Up to 40,000 evacuees are eligible to return to their homes in Fort McMurray, Alta., today, but officials say they expect only about half that number will actually arrive.

Canadian Red Cross says donations now top $125M in largest fundraising campaign in history

Fog rolled in to Fort McMurray on Thursday morning, creating this eerie scene of some of the destruction in the Timberlea neighbourhood. (CBC)

Up to 40,000 evacuees are eligible to return to their homes in Fort McMurray, Alta., today, but officials say they expect only about half that number will actually arrive.

Those residents live in Zone 2, which includes the Parsons Creek, Stone Creek, Timberlea, Eagle Ridge and Dickensfield communities.

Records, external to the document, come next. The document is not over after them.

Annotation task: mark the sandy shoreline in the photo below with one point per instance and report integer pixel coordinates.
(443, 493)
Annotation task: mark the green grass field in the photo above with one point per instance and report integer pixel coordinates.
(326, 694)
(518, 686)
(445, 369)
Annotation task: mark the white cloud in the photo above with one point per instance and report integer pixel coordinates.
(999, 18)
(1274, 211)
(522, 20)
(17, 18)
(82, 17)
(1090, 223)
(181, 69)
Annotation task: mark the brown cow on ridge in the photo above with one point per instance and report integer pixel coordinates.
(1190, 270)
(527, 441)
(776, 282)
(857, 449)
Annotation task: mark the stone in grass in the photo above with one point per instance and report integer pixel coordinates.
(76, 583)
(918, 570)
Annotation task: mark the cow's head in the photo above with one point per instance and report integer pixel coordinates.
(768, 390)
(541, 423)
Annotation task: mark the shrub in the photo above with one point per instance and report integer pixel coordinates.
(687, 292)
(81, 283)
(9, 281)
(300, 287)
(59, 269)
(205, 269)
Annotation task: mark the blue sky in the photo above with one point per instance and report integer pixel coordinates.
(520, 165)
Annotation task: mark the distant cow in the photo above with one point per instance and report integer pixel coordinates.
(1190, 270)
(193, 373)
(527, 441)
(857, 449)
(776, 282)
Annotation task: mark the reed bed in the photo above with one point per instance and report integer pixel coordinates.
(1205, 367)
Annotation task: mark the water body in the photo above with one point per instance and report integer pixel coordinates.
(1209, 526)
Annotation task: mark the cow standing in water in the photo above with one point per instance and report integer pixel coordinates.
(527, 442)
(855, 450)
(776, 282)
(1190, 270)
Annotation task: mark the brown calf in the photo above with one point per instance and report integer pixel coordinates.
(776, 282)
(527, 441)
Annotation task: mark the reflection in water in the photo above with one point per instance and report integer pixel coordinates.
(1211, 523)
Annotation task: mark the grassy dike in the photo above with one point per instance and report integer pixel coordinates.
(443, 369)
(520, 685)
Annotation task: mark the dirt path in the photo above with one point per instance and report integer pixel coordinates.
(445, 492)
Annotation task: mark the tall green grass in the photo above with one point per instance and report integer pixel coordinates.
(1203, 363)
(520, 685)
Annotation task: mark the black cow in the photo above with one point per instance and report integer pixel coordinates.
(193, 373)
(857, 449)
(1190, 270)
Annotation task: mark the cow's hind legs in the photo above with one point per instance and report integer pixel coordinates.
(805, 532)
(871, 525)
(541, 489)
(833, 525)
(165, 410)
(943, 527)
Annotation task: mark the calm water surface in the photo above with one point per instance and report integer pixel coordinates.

Emergency officials say the first day of the four-day staged re-entry was a success. Some 15,000 evacuees were allowed to return Wednesday, but by day's end, only about 8,000 had made the trip.

On Thursday morning, traffic on the highway leading into the city had doubled from the day before, and officials said they expected Thursday would a bigger test of the phased-in re-entry plan.

There was some good news Thursday for the people in the hardest hit areas of the city. The regional municipality announced that residents in Abasand, Beacon Hill and Waterways — who had been told they might have to wait until September — will now be given access to their properties on June 10.

As people return to their homes, the Red Cross fundraising campaign to help them continues.

Conrad Sauvé, president and CEO of the Canadian Red Cross, announced Thursday that donations now total more than $125 million. Both the Alberta and the federal governments have committed to match any donations made by May 31.

Sauvé said his organization has committed more than $165 million to help Fort McMurray residents and community organizations.

In a video posted on Twitter, Bob Couture called Wednesday a "great day" as everyone arrived safely and followed the dates and times as asked.

Even the weather seemed to celebrate the initial re-entry Wednesday. The rain that has been so desperately needed over the last four weeks began falling. 

More rain is expected. Environment Canada is calling for a 30 per cent chance Thursday and 60 per cent chance Friday. 

Many of the 90,000 residents forced to leave on May 3 when the wildfire roared into the oilsands capital are expected to return home over the next few days, while others intend to return over the summer.

The wildfire itself remains out of control, covering an estimated nearly 582,000 hectares, though it has seen minimal growth over the last couple of days.